Solingen kämpft gegen Schwimmdefizite: Warum immer mehr Kinder ohne sichere Fähigkeiten bleiben
Vito NeureutherSolingen kämpft gegen Schwimmdefizite: Warum immer mehr Kinder ohne sichere Fähigkeiten bleiben
Immer mehr Kinder in Solingen beenden die Grundschule, ohne sicher schwimmen zu können. Die Ursachen liegen in reduzierten Schwimmbadzeiten, Personalmangel und den anhaltenden Folgen der Pandemie. Nun setzen sich Stadtverantwortliche und Sportverbände für Lösungen ein, um sicherzustellen, dass alle Kinder diese lebenswichtige Fähigkeit erwerben.

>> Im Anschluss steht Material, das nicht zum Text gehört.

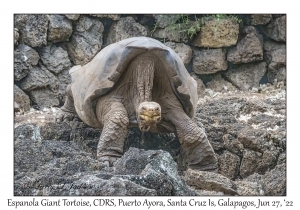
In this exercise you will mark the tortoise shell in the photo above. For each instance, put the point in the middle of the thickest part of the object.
(96, 78)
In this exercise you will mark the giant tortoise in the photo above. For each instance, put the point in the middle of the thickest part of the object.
(138, 82)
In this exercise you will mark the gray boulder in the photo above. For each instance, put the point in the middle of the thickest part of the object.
(248, 49)
(64, 79)
(16, 35)
(24, 58)
(276, 59)
(209, 61)
(42, 86)
(32, 29)
(44, 97)
(125, 28)
(200, 85)
(111, 16)
(86, 40)
(216, 33)
(276, 29)
(60, 28)
(273, 182)
(246, 76)
(55, 59)
(163, 21)
(260, 19)
(21, 98)
(39, 77)
(72, 16)
(184, 51)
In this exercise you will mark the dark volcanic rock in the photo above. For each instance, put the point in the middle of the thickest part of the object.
(260, 19)
(154, 169)
(51, 167)
(229, 165)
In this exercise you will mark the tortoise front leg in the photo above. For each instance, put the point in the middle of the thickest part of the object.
(114, 118)
(195, 146)
(67, 112)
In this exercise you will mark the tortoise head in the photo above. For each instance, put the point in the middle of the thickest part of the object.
(149, 115)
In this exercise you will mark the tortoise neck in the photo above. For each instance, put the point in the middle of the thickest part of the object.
(144, 69)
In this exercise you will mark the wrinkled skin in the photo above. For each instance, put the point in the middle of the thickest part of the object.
(143, 97)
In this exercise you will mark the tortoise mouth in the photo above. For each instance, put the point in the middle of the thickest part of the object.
(149, 115)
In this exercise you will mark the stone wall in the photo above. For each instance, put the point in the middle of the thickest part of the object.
(228, 53)
(243, 50)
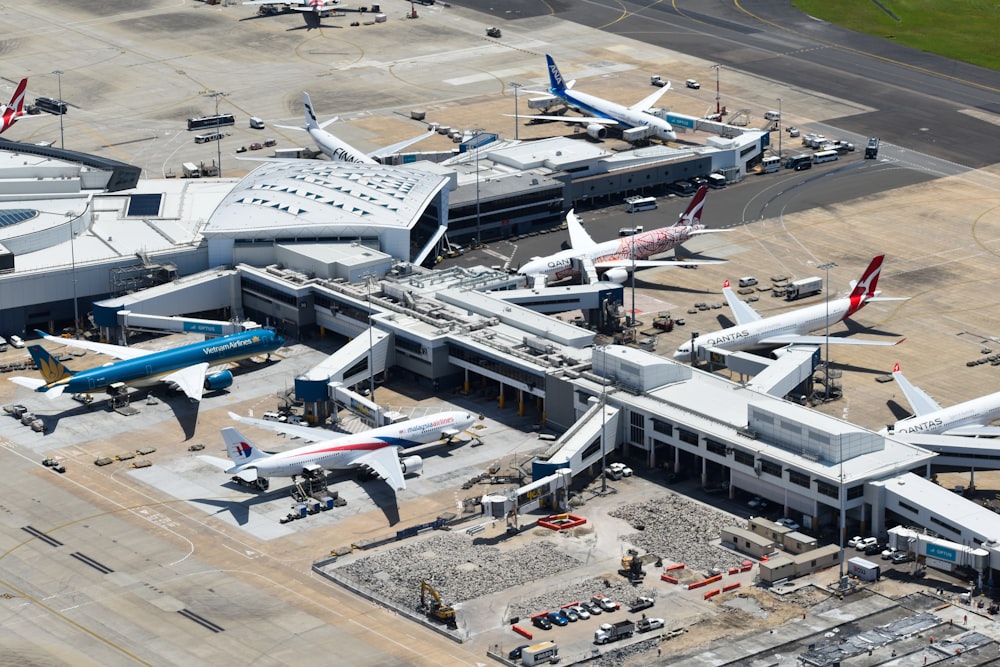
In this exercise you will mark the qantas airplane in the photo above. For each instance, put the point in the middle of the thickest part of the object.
(971, 418)
(14, 110)
(377, 450)
(753, 332)
(612, 260)
(603, 112)
(338, 150)
(184, 367)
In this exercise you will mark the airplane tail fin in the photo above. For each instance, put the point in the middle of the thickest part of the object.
(692, 216)
(240, 449)
(52, 370)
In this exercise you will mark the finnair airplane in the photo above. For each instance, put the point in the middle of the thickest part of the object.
(338, 150)
(14, 110)
(971, 418)
(752, 332)
(613, 260)
(184, 367)
(603, 112)
(377, 450)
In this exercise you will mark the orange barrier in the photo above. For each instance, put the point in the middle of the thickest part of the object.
(561, 521)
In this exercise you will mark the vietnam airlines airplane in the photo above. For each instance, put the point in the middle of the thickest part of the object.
(971, 418)
(338, 150)
(613, 260)
(752, 332)
(377, 450)
(603, 112)
(184, 367)
(14, 110)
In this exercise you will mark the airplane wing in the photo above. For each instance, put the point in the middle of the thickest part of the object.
(190, 380)
(116, 351)
(742, 311)
(304, 432)
(384, 462)
(579, 239)
(793, 339)
(649, 263)
(395, 148)
(650, 100)
(919, 400)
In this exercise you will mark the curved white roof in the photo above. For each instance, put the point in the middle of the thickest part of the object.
(322, 198)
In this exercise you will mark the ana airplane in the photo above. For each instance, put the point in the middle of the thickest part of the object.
(377, 450)
(613, 260)
(604, 113)
(971, 418)
(185, 367)
(337, 149)
(753, 332)
(14, 110)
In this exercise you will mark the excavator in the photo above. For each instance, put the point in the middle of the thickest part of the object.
(436, 608)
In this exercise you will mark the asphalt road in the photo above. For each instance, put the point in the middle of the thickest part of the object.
(919, 100)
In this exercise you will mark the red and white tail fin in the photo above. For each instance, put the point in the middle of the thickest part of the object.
(15, 109)
(692, 215)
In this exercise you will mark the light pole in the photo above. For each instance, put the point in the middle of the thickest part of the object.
(517, 122)
(58, 73)
(826, 267)
(218, 142)
(779, 127)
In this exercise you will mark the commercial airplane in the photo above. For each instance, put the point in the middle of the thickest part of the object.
(185, 367)
(753, 332)
(14, 110)
(337, 149)
(377, 450)
(612, 260)
(603, 112)
(971, 418)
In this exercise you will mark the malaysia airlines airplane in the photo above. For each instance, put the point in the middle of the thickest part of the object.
(14, 110)
(752, 332)
(185, 367)
(971, 418)
(377, 451)
(603, 112)
(613, 260)
(338, 150)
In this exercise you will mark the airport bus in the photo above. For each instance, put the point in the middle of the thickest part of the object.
(634, 204)
(211, 121)
(825, 156)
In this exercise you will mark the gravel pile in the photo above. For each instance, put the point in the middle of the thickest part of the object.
(679, 530)
(456, 567)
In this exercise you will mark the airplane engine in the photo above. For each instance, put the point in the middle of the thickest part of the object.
(412, 465)
(617, 276)
(219, 380)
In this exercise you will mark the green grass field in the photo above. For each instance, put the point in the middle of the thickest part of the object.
(961, 29)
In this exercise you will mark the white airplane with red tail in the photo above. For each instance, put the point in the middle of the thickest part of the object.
(753, 332)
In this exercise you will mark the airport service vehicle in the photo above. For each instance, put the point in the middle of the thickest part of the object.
(971, 418)
(337, 149)
(185, 367)
(753, 332)
(376, 451)
(610, 632)
(798, 289)
(604, 113)
(613, 260)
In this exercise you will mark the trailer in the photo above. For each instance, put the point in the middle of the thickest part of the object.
(798, 289)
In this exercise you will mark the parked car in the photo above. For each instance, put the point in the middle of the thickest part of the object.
(788, 523)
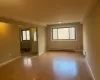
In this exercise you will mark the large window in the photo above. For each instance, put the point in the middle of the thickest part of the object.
(63, 33)
(25, 35)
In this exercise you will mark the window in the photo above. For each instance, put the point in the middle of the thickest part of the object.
(25, 35)
(35, 37)
(63, 33)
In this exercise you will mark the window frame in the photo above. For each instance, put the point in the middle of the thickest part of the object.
(26, 35)
(63, 39)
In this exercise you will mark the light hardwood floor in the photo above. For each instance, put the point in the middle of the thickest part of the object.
(50, 66)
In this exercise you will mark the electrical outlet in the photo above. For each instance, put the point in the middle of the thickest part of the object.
(10, 54)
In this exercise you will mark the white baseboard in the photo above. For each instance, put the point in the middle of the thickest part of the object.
(90, 69)
(9, 61)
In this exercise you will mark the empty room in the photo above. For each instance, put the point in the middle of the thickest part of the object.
(49, 39)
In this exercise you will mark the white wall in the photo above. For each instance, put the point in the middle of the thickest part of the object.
(76, 44)
(9, 42)
(91, 34)
(41, 40)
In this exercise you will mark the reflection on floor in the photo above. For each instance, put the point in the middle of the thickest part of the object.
(28, 54)
(50, 66)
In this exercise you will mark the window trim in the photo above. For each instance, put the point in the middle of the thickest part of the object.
(63, 39)
(26, 34)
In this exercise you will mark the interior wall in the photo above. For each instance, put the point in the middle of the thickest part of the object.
(41, 40)
(65, 44)
(9, 42)
(91, 39)
(33, 45)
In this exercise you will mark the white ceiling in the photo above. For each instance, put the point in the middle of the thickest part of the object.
(45, 11)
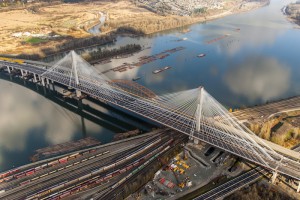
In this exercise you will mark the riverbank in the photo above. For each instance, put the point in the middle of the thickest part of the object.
(33, 31)
(150, 22)
(277, 122)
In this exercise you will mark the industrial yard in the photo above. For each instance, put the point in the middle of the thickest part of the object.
(193, 168)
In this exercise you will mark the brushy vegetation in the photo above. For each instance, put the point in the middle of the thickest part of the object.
(36, 40)
(106, 54)
(259, 191)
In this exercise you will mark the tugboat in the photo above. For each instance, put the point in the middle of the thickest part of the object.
(136, 78)
(157, 71)
(201, 55)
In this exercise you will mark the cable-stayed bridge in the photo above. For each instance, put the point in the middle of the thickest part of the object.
(192, 112)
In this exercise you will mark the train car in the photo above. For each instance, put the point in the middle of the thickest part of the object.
(115, 173)
(99, 180)
(65, 194)
(92, 150)
(129, 167)
(44, 175)
(53, 163)
(35, 178)
(44, 166)
(123, 170)
(25, 182)
(74, 155)
(69, 165)
(20, 175)
(30, 172)
(12, 60)
(38, 168)
(8, 178)
(4, 174)
(91, 157)
(63, 160)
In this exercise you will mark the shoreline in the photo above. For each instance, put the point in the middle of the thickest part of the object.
(202, 19)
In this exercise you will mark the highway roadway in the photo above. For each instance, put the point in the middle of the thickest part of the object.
(233, 185)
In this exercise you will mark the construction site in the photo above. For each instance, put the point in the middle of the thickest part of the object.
(195, 167)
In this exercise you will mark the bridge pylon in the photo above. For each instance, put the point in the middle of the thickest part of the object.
(199, 112)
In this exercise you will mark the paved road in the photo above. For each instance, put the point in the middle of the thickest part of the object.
(233, 184)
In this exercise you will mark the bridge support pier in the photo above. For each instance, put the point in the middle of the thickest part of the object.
(8, 69)
(43, 81)
(34, 78)
(196, 141)
(274, 176)
(78, 93)
(22, 73)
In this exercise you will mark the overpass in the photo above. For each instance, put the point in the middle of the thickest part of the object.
(193, 112)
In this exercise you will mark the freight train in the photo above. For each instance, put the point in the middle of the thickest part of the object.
(12, 60)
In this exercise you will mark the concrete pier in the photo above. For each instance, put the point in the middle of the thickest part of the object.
(274, 176)
(8, 69)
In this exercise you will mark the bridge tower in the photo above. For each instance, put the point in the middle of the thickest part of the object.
(199, 112)
(8, 69)
(74, 68)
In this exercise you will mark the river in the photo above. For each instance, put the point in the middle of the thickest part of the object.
(257, 60)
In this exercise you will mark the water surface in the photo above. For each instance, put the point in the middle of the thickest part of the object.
(257, 61)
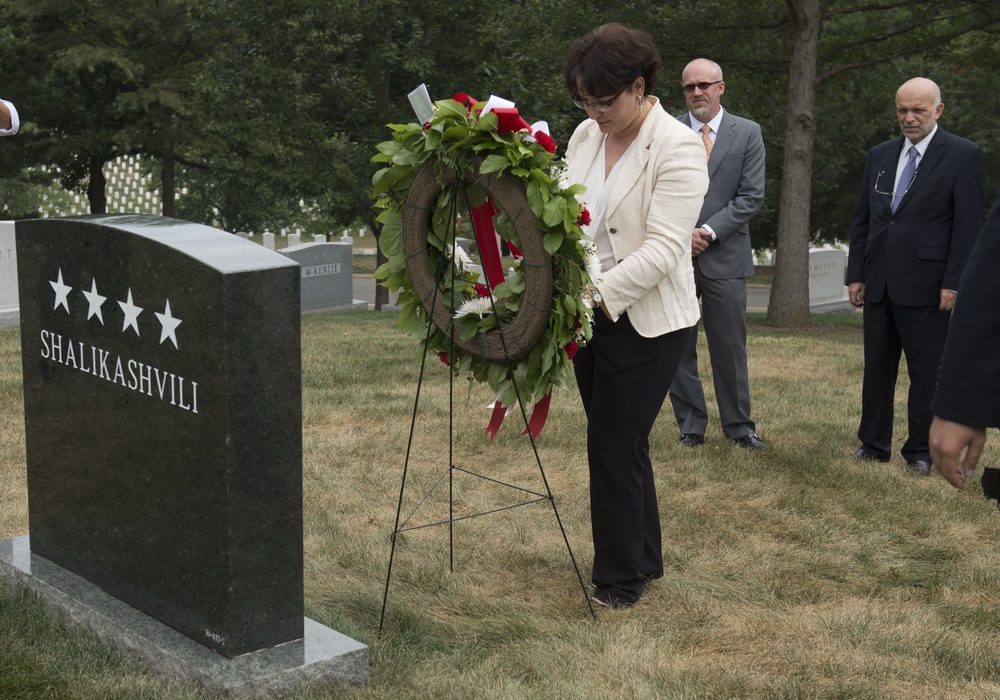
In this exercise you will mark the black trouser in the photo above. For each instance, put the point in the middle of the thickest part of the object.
(623, 380)
(891, 329)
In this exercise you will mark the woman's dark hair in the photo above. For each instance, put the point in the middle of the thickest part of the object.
(610, 58)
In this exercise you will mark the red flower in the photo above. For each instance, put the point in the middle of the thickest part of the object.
(545, 141)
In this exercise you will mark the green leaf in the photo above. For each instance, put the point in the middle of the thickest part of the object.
(552, 242)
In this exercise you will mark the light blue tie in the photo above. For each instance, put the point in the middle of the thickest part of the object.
(905, 178)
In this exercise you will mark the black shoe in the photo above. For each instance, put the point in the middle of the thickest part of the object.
(750, 441)
(603, 598)
(691, 440)
(866, 455)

Das Problem hat sich in den letzten Jahren verschärft. Weniger Schwimmkurse in Kombination mit einem Mangel an Ausbildern führen dazu, dass viele Schülerinnen und Schüler grundlegende Kenntnisse zur Wassersicherheit nicht erlernen. Ertrinkungsunfälle ereignen sich weiterhin jährlich – oft in Verbindung mit unzureichenden Schwimmfähigkeiten.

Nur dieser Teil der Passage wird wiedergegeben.